Ainda garboso do seu passado militar e da forma que mantivera até tão avançada idade, apesar do coração lhe estar a pregar algumas partidas fruto dos anos de preocupação e dificuldades que passara para arrancar a família à pobreza dos seus antepassados que bem conhecera na sua juventude beirã, o idoso avô não hesitou no salto para ultrapassar o obstáculo.
O neto mais novo e afoito seguiu-lhe prontamente o exemplo, desejoso de regressar ao quente da casa.
O neto mais velho, orgulho do avô apesar de não ter saído nem republicano nem benfiquista, antes monárquico e do belenenses, perante o obstáculo faltou-lhe a confiança e a determinação. Procurou passagem à esquerda ou à direita, mas e extensão da vala vedava-lhe alternativa. Ou voltava para trás ou saltava.
O irmão mais novo gozava a situação.
O avô, paciente como só os avôs sabem ser, saltou para trás e para a frente para mostrar que era fácil e incentivar o neto.

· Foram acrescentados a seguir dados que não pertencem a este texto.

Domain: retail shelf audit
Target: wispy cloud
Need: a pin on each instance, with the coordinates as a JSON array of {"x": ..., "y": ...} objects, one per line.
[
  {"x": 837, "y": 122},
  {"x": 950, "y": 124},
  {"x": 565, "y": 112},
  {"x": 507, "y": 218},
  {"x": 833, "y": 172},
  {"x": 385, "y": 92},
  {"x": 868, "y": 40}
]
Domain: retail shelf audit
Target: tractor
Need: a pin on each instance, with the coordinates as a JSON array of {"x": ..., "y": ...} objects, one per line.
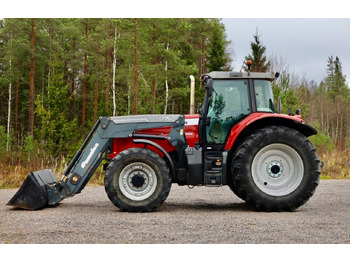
[{"x": 236, "y": 139}]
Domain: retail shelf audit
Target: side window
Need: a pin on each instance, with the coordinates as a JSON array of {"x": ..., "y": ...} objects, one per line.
[{"x": 228, "y": 104}]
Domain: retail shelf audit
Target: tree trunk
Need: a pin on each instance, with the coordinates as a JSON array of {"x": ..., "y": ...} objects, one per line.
[
  {"x": 73, "y": 80},
  {"x": 9, "y": 111},
  {"x": 154, "y": 62},
  {"x": 85, "y": 81},
  {"x": 108, "y": 70},
  {"x": 166, "y": 83},
  {"x": 16, "y": 117},
  {"x": 134, "y": 111},
  {"x": 114, "y": 69},
  {"x": 96, "y": 87},
  {"x": 31, "y": 82}
]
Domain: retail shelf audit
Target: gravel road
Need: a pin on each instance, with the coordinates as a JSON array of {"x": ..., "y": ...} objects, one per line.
[{"x": 198, "y": 215}]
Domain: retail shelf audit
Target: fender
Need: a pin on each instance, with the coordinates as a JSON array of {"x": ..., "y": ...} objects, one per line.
[
  {"x": 149, "y": 142},
  {"x": 260, "y": 120}
]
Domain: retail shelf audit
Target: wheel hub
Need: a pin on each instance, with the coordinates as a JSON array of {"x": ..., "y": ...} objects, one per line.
[
  {"x": 138, "y": 180},
  {"x": 274, "y": 169}
]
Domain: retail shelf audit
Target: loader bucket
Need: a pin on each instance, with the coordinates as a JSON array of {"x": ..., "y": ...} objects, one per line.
[{"x": 33, "y": 194}]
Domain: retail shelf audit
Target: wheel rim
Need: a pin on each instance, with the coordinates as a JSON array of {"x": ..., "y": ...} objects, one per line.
[
  {"x": 277, "y": 169},
  {"x": 137, "y": 181}
]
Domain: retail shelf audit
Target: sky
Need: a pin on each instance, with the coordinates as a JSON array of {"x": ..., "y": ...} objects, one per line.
[
  {"x": 302, "y": 32},
  {"x": 305, "y": 44}
]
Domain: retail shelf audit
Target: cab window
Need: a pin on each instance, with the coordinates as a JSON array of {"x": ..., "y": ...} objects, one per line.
[{"x": 228, "y": 104}]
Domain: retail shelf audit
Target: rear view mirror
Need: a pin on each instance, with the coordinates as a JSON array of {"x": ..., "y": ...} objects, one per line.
[{"x": 209, "y": 87}]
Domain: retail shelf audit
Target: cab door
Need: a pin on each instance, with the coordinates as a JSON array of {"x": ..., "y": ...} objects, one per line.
[{"x": 228, "y": 104}]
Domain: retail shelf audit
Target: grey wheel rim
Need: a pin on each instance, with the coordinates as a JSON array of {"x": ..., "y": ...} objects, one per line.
[
  {"x": 137, "y": 181},
  {"x": 277, "y": 169}
]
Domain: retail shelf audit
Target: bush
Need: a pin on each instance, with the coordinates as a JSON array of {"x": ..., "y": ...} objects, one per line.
[{"x": 322, "y": 142}]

Após algum tempo este decidiu arriscar o salto e facilmente conseguiu ultrapassar o obstáculo.
Quantas vezes na vida não somos confrontados com obstáculos que parecem inultrapassáveis mas que afinal até existe forma de os superarmos?
Muitas vezes não conseguimos e desistimos, seguimos caminhos errados e desperdiçamos oportunidades porque nos falta lá um avô que nos ajude a ganhar confiança e arriscar ultrapassar os obstáculos que nos impedem de irmos mais além e atingirmos os nossos objectivos.
Este avô foi o meu avô e esta história aconteceu tal e qual descrita.
O meu avô Manuel foi a melhor pessoa que conheci na vida e já muitos anos se passaram e muitas vidas se cruzaram com a minha.